I won't lie: I did consider going in and confessing my shame about the woman in the Apteka museum. But I'm no longer a practicing Catholic and I decided that going into a confessional after all these years would open a can of worms and make a mockery of my agnosticism. Surely forgiveness isn't regulated by a priest... surely the point of forgiveness is to find compassion in one's heart for oneself, to recognise the inevitability of one's human shortcomings? I always tell my friends: “you are perfect in your imperfections.” Now I must be my own friend and remind myself of this essential wisdom. We are exactly as we are meant to be.
When we returned to the flat in Kazimierz, and retired to our respective beds, I lay awake in the dark and listened out for the ghosts around me. Who had lived in this flat, back during the war all those years ago? Had they been lying in this same place, asleep, when the Nazi guards had come banging on the door? And had the Nazi guards doing their duty felt any twinge of remorse, for the chaos and suffering unfolding at their hands? Were they too perfect in their imperfections?
In Catholic theology, justification occurs when a state of sin is absolved by a state of grace. A justified sinner is one who has been forgiven and returned to the grace of God. But in my own understanding of morality, we are both justified and unjustified simultaneously – a complex and paradoxical existence in which our human nature allows for both good and evil and all shades of grey in between. Personally, I think our redemption lies in our ability to reflect and to learn, and to love the parts of ourselves that disappoint.
So I return to that room where the woman is weeping, and I reach out to her in my mind to take hold of her hand. I am offering her my compassion from here and from now. And I realise that I’m holding my own hand, they are clasped together and I can feel my hand holding hers, and hers holding theirs. We are holding hands across the years. There is no virtue, but there is learning and there is love.

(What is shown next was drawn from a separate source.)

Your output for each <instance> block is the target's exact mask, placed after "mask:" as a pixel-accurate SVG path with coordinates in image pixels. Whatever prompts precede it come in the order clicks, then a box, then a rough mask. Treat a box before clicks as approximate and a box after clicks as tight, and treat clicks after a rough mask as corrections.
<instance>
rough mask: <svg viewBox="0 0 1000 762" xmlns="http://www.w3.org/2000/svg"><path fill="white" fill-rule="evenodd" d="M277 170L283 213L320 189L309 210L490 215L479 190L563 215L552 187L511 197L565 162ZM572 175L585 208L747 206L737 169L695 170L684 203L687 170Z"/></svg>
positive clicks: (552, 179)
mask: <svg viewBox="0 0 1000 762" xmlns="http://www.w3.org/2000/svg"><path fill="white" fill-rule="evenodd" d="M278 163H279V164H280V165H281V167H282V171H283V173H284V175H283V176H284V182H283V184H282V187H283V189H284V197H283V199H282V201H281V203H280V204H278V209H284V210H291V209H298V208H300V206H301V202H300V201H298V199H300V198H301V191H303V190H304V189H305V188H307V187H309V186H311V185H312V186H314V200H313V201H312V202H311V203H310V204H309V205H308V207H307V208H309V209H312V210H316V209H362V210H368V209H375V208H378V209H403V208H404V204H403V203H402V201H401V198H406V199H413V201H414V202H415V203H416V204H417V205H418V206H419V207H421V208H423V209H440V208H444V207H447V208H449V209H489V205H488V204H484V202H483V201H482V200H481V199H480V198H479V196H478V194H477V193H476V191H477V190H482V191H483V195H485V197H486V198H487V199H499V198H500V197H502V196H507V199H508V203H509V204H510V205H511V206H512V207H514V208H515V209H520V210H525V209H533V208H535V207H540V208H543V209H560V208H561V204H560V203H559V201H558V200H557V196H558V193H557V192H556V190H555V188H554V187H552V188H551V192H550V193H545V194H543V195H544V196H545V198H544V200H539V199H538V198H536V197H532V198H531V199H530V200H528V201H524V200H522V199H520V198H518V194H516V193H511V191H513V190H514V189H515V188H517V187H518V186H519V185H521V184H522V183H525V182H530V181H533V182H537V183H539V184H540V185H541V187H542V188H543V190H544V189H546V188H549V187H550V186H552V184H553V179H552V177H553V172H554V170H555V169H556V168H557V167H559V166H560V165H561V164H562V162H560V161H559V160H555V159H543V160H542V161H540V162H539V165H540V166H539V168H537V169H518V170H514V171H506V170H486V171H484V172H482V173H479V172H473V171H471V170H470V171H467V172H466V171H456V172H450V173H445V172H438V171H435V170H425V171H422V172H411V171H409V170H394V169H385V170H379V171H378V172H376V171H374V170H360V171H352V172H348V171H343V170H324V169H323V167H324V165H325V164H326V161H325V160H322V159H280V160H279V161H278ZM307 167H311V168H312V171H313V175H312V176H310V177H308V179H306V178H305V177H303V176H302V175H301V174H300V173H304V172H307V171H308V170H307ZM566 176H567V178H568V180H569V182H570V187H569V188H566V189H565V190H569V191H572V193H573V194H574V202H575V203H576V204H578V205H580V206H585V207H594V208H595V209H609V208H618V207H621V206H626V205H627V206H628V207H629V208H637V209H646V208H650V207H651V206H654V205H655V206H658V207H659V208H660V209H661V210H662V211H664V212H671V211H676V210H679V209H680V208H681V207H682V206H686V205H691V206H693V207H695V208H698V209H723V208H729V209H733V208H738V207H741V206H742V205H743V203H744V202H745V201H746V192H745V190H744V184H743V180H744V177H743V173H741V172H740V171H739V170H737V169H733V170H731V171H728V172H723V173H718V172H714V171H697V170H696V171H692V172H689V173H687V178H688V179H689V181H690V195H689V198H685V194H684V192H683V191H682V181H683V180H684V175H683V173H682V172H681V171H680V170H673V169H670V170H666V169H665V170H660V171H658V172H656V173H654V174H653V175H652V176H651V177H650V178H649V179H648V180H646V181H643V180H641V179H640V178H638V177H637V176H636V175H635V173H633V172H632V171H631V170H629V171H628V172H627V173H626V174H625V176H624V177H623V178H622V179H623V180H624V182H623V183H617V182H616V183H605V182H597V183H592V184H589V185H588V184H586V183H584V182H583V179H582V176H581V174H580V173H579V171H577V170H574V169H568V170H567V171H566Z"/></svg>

Words from the song White Rose by Freakwater.
What a beautiful piece, Julia.
I too have struggled with impulses to offer support that get lost in a tangle of other impulses, including to not intrude in someone's private world. I can also think of times when I was the upset person wanting to be alone in my feelings, as sometimes the support offered to me drowns out my own feelings (especially if advice is being offered) and I feel an obligation to support the supporter rather than to continue feeling my own feelings.
Meanwhile I continue to work on my capacity to respond to others even when I am unsure what would be the "best" response. Once my analytical mind kicks into action, I can get very lost.
I like to think of the ecosystem of our actions. This grieving woman both received the gift of space for her grieving and the comfort of strangers. I love what you uncovered here in the shadows of yourself and that you listened to the call to share it, in-spite of the great risk of rejection and shame. As a reader, we both got the benefit of being moved by someone who can act on their impulse to love, connecting and sharing in a strangers pain as well as being enriched by someone who was willing to be chillingly honest and courageously share their insights with others. Neither was more right than the other because both were deeply resonant. Thank you so much for your reflection and sharing.